A naive Bayes classifier to identify reviews as either truthful or deceptive, and either positive or negative. The word tokens are used as features for classification. The algorithm implementation can be used for other classification problems as well.
The data will consist of two files.
- A text file train-text.txt with a single training instance (review) per line. The first token in the each line is a unique 20-character alphanumeric identifier, which is followed by the text of the review.
- A label file train-labels.txt with labels for the corresponding reviews.
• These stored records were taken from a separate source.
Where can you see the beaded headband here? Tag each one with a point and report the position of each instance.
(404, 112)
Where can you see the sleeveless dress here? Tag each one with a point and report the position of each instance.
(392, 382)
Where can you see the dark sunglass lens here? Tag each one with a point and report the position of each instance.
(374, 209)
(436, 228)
Each line consists of three tokens: a unique 20-character alphanumeric identifier corresponding to a review, a label truthful or deceptive, and a label positive or negative.
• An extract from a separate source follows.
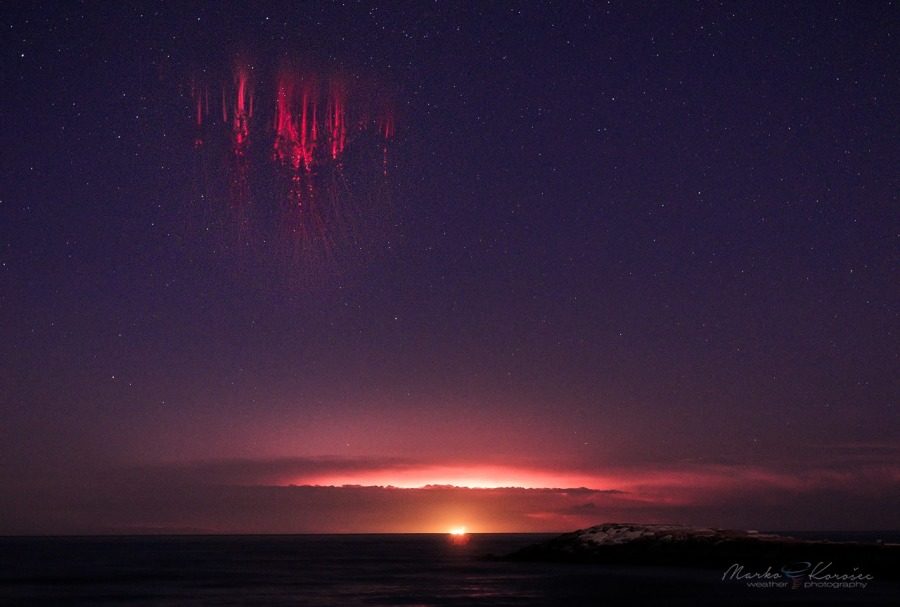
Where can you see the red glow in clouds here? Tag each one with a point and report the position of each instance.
(326, 132)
There are two programs defined: nblearn.py will learn a naive Bayes model from the training data, and nbclassify.py will use the model to classify new data. The learning program will be invoked in the following way:
python nblearn.py /path/to/text/file /path/to/label/file
The arguments are the two training files; the program will learn a naive Bayes model, and write the model parameters to a file called nbmodel.txt. The format of the model is up to you, but it should contain the model parameters (that is, the various probabilities).
The classification program will be invoked in the following way:
python nbclassify.py /path/to/text/file
The argument is the test data file, which has the same format as the training text file. The program will read the parameters of a naive Bayes model from the file nbmodel.txt, classify each entry in the test data, and write the results to a text file called nboutput.txt in the same format as the label file from the training data.